Will Smith Won’t Get An Oscar For ‘Emancipation,’ So Can We Call Off the Slap Apology Tour Already?
Will Smith will not be nominated for an Oscar for Emancipation.
Awards predictions are always a tricky business, but this particular assessment feels safe. Yes, it is too soon after the actor slapped Oscar host Chris Rock on live television in March. (Late March, at that—a mere eight months ago!) But more than that, there’s the fact that Emancipation—which was released in theaters last week and began streaming on Apple TV+ today—simply isn’t very good. And it’s certainly not worth Smith’s groveling apology tour.
Directed by Antoine Fuqua—known for his action thrillers like Training Day, Olympus Has Fallen, and Infinite—with a screenplay by William N. Collage, Emancipation is a disjointed hybrid of a cliché Civil War slave drama and an action-packed chase movie. Smith, doing a Haitian accent that’s too precise to feel natural, plays an enslaved man named Peter. Peter is torn away from his family and forced to work on building the Mississippi railroad, and as he’s being carted away, he shouts back to his sobbing son that he will find his way back. Fuqua doesn’t pull any punches when it comes to showing audiences the brutality of slavery. Through a muted, sepia palette, we see the decapitated heads of Black men on stakes, Black men collapsing from exhaustion, and mass graves filled with Black bodies thrown carelessly atop one another.

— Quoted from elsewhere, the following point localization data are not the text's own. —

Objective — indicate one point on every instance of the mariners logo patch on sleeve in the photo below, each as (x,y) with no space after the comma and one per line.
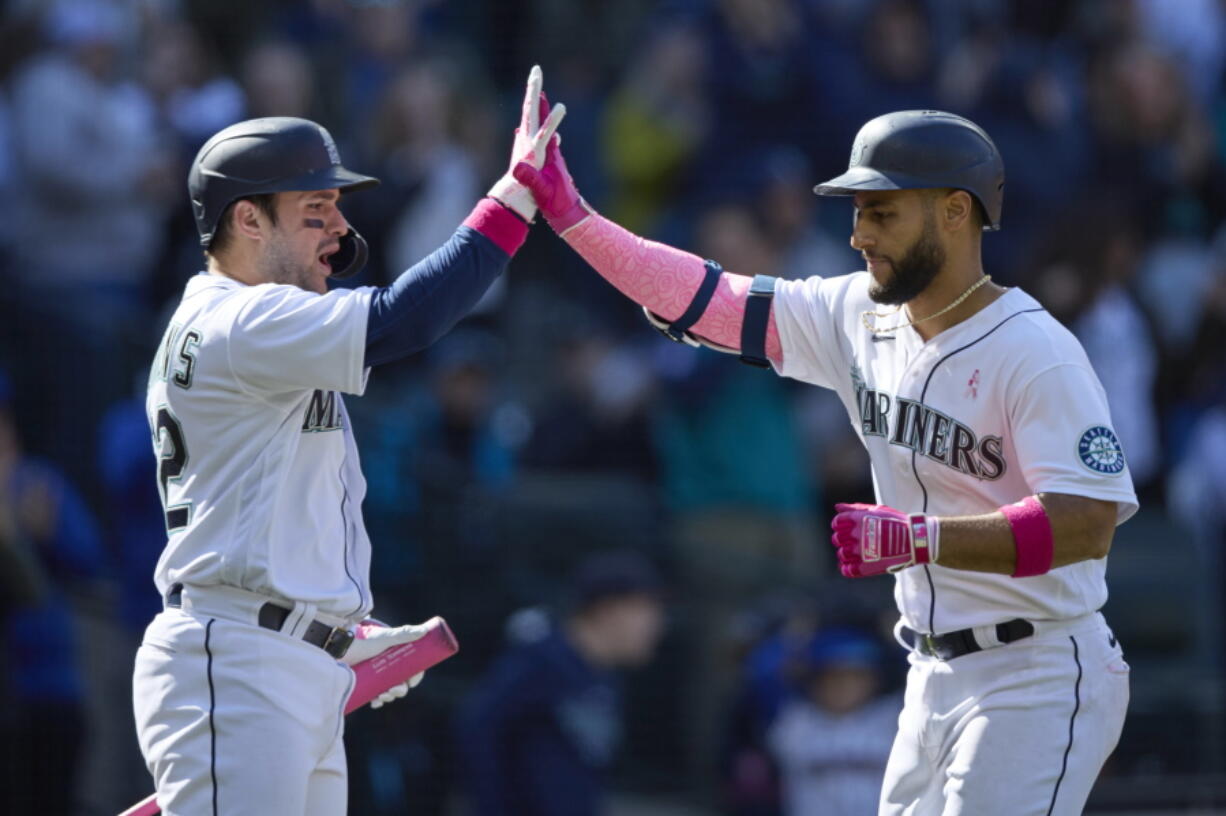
(1100,451)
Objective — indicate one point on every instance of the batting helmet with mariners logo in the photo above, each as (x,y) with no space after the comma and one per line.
(272,154)
(916,150)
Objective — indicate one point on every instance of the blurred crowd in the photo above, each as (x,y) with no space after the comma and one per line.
(554,424)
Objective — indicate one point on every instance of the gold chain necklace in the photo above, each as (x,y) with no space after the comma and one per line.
(864,316)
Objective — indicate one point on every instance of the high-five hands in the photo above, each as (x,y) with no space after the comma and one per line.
(554,190)
(531,137)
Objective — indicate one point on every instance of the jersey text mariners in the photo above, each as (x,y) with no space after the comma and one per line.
(256,461)
(1002,406)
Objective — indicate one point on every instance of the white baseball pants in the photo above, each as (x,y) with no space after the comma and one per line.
(1015,730)
(239,721)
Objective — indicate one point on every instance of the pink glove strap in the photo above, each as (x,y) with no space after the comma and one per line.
(499,224)
(923,537)
(1032,537)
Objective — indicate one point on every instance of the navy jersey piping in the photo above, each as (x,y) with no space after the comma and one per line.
(1077,707)
(212,707)
(915,469)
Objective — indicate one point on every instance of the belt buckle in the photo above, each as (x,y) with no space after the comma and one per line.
(929,646)
(338,642)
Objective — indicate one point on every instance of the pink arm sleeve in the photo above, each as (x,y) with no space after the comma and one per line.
(665,278)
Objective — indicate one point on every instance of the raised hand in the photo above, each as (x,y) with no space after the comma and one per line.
(530,146)
(873,539)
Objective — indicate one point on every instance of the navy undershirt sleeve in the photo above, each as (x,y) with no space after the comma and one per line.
(432,295)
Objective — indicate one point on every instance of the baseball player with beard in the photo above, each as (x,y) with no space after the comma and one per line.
(998,475)
(240,681)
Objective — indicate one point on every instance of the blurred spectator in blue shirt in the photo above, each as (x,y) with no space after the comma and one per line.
(59,547)
(831,743)
(541,732)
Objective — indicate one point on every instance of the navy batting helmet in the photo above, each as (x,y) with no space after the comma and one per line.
(915,150)
(272,154)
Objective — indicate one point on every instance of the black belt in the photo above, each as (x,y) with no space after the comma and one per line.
(334,640)
(953,645)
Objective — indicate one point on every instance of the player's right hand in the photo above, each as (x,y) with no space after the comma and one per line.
(873,539)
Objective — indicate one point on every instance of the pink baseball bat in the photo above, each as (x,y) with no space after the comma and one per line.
(372,678)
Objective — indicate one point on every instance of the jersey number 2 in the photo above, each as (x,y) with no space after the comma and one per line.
(172,458)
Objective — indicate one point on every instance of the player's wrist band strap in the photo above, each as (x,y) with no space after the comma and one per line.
(753,327)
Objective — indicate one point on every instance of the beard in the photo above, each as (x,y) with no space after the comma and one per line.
(281,266)
(913,271)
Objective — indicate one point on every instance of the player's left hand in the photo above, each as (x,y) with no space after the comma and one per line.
(373,637)
(873,539)
(537,126)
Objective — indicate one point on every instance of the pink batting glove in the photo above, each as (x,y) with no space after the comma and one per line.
(554,190)
(873,539)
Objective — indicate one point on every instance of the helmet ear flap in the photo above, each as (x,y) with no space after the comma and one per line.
(351,257)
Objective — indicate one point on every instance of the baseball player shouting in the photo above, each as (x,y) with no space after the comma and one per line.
(999,478)
(239,684)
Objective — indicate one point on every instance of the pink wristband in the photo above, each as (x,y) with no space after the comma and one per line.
(499,224)
(1032,537)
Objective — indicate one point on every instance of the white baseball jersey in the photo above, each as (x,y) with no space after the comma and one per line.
(256,461)
(996,408)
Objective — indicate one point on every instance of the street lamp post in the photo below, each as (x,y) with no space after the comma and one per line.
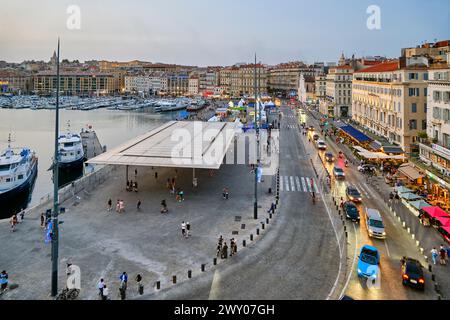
(55,231)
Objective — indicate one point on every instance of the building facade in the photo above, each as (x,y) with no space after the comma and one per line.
(390,100)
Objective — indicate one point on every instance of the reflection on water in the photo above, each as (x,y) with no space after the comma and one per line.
(35,129)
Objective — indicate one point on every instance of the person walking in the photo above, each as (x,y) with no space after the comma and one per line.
(434,255)
(3,281)
(183,229)
(101,286)
(42,220)
(105,293)
(188,229)
(138,205)
(442,255)
(140,285)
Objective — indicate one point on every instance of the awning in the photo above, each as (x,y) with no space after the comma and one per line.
(435,212)
(409,171)
(410,196)
(393,150)
(420,204)
(355,134)
(444,221)
(402,189)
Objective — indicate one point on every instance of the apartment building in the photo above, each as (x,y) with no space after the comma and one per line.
(390,99)
(76,83)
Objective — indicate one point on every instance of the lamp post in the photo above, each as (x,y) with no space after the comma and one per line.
(55,234)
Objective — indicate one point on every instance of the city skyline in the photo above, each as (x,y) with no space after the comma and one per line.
(222,36)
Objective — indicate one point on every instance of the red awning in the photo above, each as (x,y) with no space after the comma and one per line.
(436,212)
(445,221)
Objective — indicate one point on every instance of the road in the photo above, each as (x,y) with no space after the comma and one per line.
(297,259)
(397,244)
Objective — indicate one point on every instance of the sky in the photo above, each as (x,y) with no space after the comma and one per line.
(217,32)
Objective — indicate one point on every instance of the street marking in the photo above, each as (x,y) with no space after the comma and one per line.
(304,185)
(292,183)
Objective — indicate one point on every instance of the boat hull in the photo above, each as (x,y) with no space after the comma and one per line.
(14,200)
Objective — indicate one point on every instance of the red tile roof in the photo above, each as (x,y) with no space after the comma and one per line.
(382,67)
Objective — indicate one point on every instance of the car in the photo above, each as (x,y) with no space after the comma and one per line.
(351,211)
(353,194)
(329,157)
(374,224)
(368,262)
(321,145)
(412,273)
(338,172)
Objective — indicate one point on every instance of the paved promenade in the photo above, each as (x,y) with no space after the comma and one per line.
(104,244)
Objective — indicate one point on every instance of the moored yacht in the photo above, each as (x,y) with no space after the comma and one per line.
(18,171)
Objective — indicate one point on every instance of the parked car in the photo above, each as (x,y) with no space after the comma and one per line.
(374,224)
(353,194)
(329,157)
(412,273)
(368,262)
(338,172)
(321,145)
(351,211)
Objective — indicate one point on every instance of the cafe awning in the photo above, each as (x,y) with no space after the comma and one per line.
(409,171)
(435,212)
(355,134)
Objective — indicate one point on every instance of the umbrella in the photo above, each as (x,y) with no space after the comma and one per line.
(410,196)
(420,204)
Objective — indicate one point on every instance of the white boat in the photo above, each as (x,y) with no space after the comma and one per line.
(18,171)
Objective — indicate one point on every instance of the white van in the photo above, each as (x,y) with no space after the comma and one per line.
(374,224)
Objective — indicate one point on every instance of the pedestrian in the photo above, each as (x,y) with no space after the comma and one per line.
(101,286)
(105,293)
(225,251)
(188,229)
(442,255)
(138,206)
(42,220)
(140,285)
(183,229)
(434,255)
(3,281)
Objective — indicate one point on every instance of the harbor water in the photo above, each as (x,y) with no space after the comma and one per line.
(35,129)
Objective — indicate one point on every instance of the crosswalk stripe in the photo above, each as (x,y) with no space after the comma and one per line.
(292,184)
(297,180)
(304,185)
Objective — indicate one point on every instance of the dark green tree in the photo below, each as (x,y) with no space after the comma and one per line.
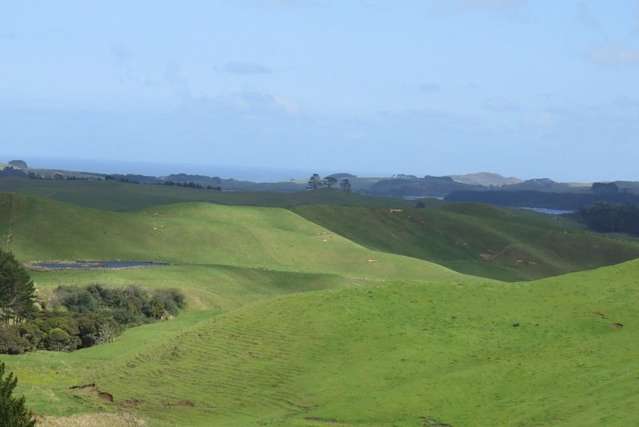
(17,292)
(345,185)
(13,412)
(314,182)
(330,181)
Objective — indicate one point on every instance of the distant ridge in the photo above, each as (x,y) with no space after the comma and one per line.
(486,179)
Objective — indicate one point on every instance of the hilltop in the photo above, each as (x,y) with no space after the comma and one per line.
(504,244)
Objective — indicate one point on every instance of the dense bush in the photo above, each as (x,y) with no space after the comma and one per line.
(608,218)
(13,412)
(82,317)
(17,292)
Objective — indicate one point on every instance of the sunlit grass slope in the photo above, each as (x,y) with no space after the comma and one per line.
(120,196)
(560,352)
(45,377)
(481,240)
(197,233)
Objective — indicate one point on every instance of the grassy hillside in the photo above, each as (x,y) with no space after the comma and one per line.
(550,352)
(203,234)
(121,196)
(289,324)
(477,239)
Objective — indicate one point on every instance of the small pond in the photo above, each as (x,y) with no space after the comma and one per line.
(89,265)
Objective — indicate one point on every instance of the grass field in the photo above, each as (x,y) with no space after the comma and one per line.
(378,354)
(481,240)
(290,324)
(119,196)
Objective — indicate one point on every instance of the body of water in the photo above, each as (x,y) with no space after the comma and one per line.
(88,265)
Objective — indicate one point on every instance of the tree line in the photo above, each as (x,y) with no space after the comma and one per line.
(315,182)
(74,317)
(611,218)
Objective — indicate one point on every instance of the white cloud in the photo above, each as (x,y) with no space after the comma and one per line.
(494,4)
(501,105)
(430,87)
(615,56)
(246,68)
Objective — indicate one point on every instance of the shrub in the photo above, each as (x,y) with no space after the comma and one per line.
(17,292)
(11,342)
(59,340)
(13,412)
(83,317)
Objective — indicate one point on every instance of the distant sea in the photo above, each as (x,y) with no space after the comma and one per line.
(248,173)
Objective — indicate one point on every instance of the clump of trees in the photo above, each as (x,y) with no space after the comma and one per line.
(315,182)
(74,317)
(610,218)
(194,185)
(13,411)
(17,292)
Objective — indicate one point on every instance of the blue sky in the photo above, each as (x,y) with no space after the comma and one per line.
(524,88)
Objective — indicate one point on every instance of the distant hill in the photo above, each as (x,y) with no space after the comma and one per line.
(545,184)
(20,164)
(429,186)
(486,179)
(481,240)
(542,199)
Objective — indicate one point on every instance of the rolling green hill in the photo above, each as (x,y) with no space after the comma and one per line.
(403,354)
(197,233)
(481,240)
(119,196)
(559,352)
(290,324)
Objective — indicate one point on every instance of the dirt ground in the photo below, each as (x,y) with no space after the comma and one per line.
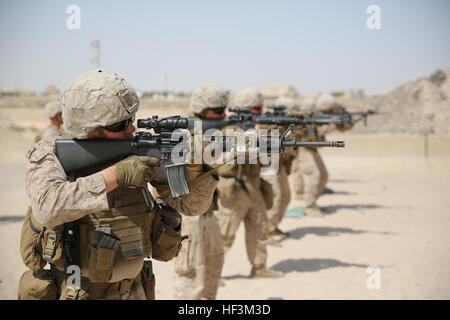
(391,213)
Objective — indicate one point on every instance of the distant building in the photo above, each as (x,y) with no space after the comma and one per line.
(273,92)
(51,91)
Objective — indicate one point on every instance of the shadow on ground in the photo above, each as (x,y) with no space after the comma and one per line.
(11,218)
(360,207)
(326,231)
(312,265)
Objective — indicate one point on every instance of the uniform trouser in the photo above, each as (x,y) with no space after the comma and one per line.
(314,174)
(128,289)
(237,204)
(282,196)
(199,264)
(296,177)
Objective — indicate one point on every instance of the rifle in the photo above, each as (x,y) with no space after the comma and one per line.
(76,154)
(242,118)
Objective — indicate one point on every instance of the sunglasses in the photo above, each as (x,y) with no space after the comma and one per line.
(119,126)
(218,110)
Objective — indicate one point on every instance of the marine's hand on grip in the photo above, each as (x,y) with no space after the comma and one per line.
(133,171)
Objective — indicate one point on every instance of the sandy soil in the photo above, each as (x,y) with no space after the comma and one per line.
(387,212)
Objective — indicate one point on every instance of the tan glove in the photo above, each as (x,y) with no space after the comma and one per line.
(133,171)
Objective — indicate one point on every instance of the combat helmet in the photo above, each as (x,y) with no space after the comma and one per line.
(249,97)
(291,106)
(325,101)
(207,95)
(97,98)
(308,103)
(52,108)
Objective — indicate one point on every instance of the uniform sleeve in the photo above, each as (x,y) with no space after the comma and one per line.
(54,199)
(195,203)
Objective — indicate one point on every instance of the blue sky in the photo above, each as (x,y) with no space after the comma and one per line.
(315,46)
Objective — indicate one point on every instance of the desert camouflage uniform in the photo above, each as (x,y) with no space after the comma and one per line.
(240,199)
(50,131)
(199,264)
(102,98)
(56,201)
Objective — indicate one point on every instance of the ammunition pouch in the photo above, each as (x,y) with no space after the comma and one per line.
(102,251)
(31,243)
(166,235)
(267,193)
(37,286)
(148,280)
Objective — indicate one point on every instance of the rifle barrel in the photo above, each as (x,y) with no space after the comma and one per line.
(317,144)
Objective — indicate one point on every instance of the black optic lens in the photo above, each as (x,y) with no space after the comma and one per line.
(119,126)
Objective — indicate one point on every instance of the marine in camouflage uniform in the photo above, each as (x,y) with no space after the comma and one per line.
(312,167)
(199,265)
(279,181)
(53,111)
(99,104)
(241,200)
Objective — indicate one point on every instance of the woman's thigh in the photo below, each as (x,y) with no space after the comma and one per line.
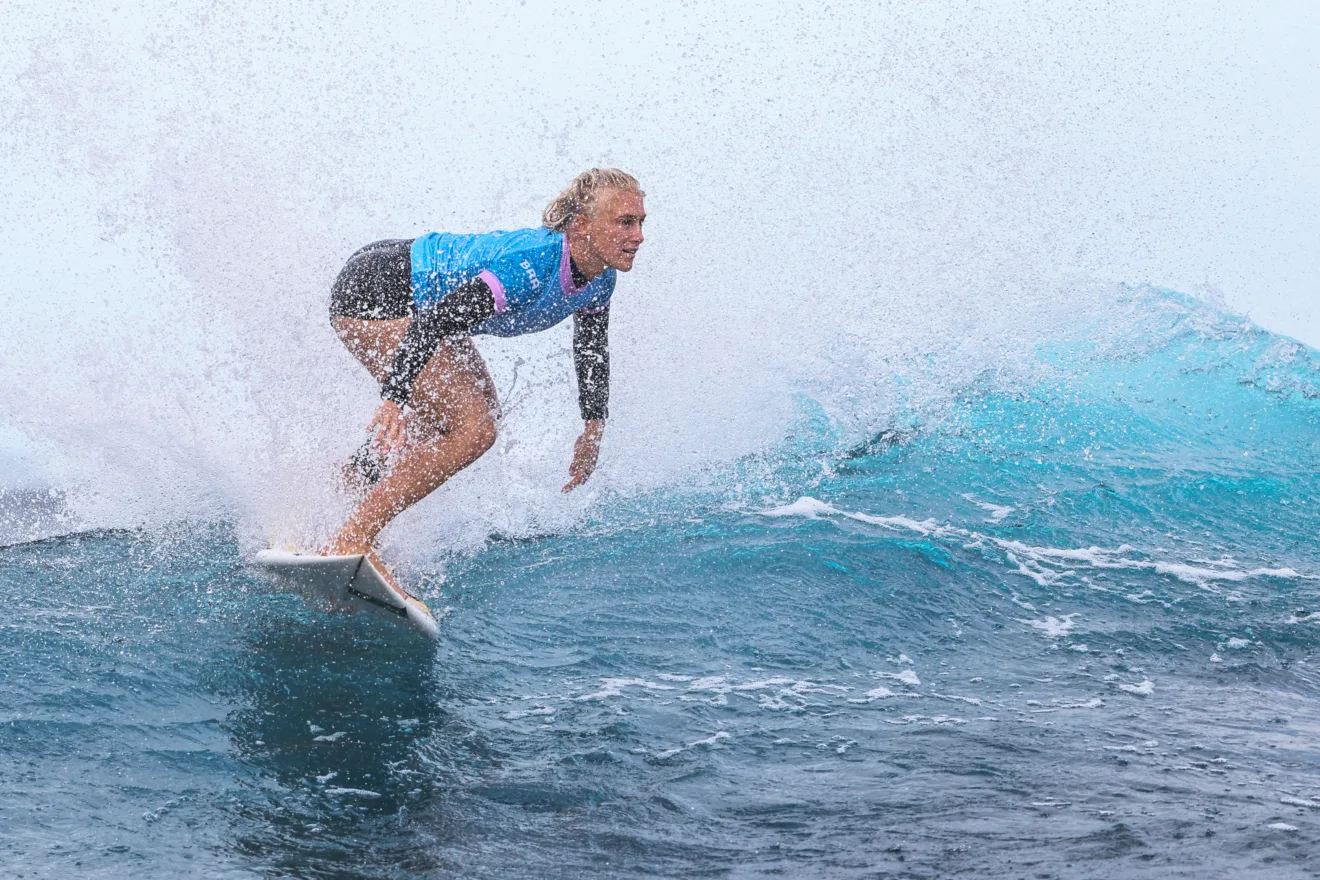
(371,342)
(453,389)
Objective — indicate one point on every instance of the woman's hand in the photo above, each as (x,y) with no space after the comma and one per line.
(387,428)
(585,453)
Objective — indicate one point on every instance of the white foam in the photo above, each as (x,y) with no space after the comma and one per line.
(614,688)
(877,693)
(997,511)
(354,793)
(1054,627)
(1047,566)
(1143,689)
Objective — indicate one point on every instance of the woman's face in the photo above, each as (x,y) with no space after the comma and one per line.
(613,230)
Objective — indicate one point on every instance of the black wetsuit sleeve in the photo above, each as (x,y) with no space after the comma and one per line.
(456,314)
(592,360)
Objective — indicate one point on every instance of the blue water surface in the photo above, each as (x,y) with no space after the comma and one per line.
(1069,631)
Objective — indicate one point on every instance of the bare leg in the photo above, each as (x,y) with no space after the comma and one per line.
(450,426)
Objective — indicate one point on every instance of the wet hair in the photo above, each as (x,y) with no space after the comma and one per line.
(581,194)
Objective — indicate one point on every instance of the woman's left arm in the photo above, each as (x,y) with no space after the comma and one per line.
(592,363)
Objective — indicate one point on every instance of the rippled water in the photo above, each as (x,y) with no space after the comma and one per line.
(1069,632)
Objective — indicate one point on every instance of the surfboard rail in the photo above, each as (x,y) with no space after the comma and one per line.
(346,582)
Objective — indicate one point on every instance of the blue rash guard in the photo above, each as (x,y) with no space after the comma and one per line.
(503,284)
(527,271)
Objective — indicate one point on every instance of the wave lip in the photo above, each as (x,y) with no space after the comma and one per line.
(1047,566)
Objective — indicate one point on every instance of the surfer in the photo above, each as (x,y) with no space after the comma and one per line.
(408,310)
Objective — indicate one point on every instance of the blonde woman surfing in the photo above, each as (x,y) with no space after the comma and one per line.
(409,309)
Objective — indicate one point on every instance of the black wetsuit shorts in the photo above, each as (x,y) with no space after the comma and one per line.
(376,282)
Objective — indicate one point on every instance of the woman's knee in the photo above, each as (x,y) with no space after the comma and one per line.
(485,432)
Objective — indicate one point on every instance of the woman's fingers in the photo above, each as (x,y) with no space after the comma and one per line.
(387,428)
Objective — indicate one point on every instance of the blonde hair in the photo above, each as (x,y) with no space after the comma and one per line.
(581,194)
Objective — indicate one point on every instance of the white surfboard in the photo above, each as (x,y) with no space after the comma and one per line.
(350,582)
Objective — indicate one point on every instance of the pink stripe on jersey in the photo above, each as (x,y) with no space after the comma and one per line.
(496,289)
(566,271)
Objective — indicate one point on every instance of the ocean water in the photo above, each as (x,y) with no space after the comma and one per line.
(953,519)
(1068,631)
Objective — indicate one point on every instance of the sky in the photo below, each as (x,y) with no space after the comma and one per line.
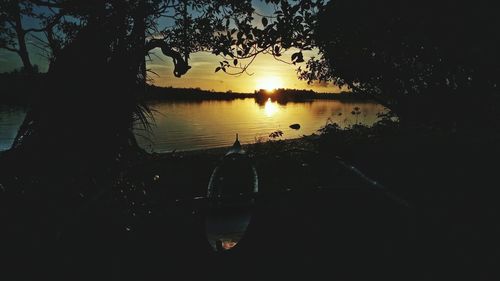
(266,72)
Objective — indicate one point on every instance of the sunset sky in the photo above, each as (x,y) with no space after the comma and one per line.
(266,71)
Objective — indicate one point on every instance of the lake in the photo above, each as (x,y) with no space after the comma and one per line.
(191,125)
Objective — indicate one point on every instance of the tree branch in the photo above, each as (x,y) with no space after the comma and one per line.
(181,65)
(10,49)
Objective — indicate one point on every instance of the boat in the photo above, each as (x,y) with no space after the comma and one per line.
(231,195)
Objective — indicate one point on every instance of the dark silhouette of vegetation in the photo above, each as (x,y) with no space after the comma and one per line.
(283,96)
(413,56)
(77,206)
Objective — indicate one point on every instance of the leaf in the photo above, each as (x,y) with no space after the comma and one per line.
(276,50)
(264,21)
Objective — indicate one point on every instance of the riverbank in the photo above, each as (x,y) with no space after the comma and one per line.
(306,199)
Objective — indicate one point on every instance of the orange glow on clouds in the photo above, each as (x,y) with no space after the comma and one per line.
(264,73)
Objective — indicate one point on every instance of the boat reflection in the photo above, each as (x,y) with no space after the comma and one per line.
(231,191)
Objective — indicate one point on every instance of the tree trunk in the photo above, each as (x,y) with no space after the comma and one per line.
(21,39)
(82,122)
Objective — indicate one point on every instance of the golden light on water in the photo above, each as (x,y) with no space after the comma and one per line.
(270,83)
(270,108)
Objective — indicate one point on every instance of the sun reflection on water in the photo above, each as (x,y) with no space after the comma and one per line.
(270,108)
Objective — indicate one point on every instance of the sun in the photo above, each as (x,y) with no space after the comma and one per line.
(270,83)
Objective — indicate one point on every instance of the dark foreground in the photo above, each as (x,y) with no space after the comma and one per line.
(314,220)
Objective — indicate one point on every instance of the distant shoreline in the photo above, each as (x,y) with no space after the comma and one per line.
(23,89)
(155,93)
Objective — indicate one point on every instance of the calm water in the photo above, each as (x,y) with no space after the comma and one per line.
(208,124)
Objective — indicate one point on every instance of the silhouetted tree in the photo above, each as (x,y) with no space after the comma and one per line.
(97,74)
(423,59)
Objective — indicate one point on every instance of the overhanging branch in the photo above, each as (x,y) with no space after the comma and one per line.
(180,64)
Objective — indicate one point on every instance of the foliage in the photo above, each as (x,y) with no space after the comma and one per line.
(409,54)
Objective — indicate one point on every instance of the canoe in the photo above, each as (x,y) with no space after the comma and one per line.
(231,196)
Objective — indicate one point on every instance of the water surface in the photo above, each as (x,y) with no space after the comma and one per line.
(190,125)
(209,124)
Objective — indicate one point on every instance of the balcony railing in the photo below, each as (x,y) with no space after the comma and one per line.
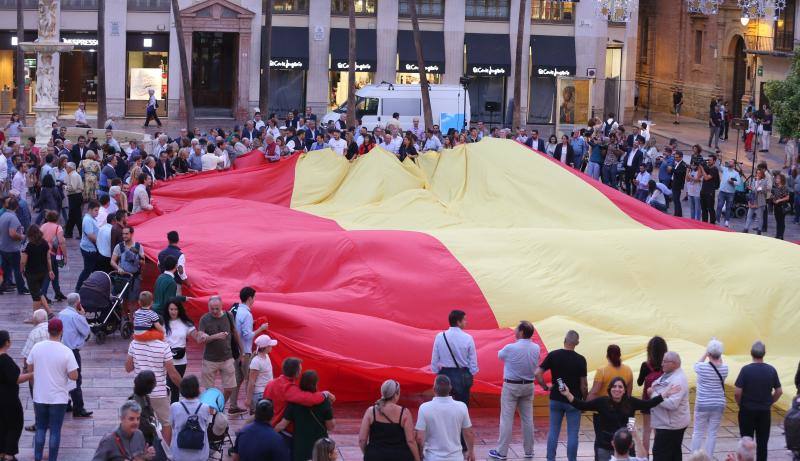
(768,45)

It’s hard to watch, and that’s the point, to be sure. But it only makes it all the more jarring when Fuqua abruptly shifts into “fun-time, alpha-male, chase sequence” mode. Peter and a few other men make a break for it through the swamp, with the merciless slave owners (led by a sociopathic Ben Foster) close on their heels. From this point on, until he reaches the safety of a Union Army camp, Smith is a bonafide action hero. He wrestles with an alligator with nothing but a knife and wins. He scales trees and chops down wasp nests. He slices leeches off his body, cauterizes his wounds with hot coals, and he never, ever cries. (Until he’s reunited with his family, of course.) Instead, he grits his teeth and swallows down his screams, like a man. It all has very little to do with the “based on a true story” historical drama Oscar-bait that Emancipation was clearly sold as.
While it’s impossible to know what would have been, even without The Slap, Emancipation doesn’t feel like the kind of movie that would have earned Smith the hardware he’s been chasing for years. (Which makes it all the more tragic that he overshadowed his long-awaited Best Actor win for King Richard.) Despite everything, Smith is still a great actor. But unlike the layered, complex character study that was Reinaldo Marcus Green’s King Richard biopic, Emancipation doesn’t give Smith an Oscar-worthy character. Peter is flat and one-dimensional. All we know about him, really, is that he’s a man of faith who is fiercely loyal to his family. And that’s it. Throughout the movie’s two-hour and 12-minute runtime, we learn nothing more about Peter beyond his super-human ability to survive. Too bad, too, as the true story that inspired the film is a fascinating chapter of American history worth a much better movie than this one.
But clearly, Apple—which nabbed the Best Picture Oscar for last year’s CODA—thinks the movie has a shot at this year’s Academy Awards. Why else would the studio have Smith telling The Daily Show‘s Trevor Noah that he “lost it?” And assuring readers of Variety that he “completely understands” if audiences aren’t “ready” for his comeback? It’s an apology tour full of far more hand-wringing and admission of wrong-doing than most of the Hollywood men on the 2017 #MeToo list. It’s uncomfortable. It’s cringe, as the kids might say. And, frankly, Fuqua’s mediocre movie isn’t worth the effort.
If Apple couldn’t be persuaded to delay the release of the film—because it really is too soon—then Smith and his PR team should do the world a favor and spare us the rest of the apology tour. No one is getting an Oscar out of this one.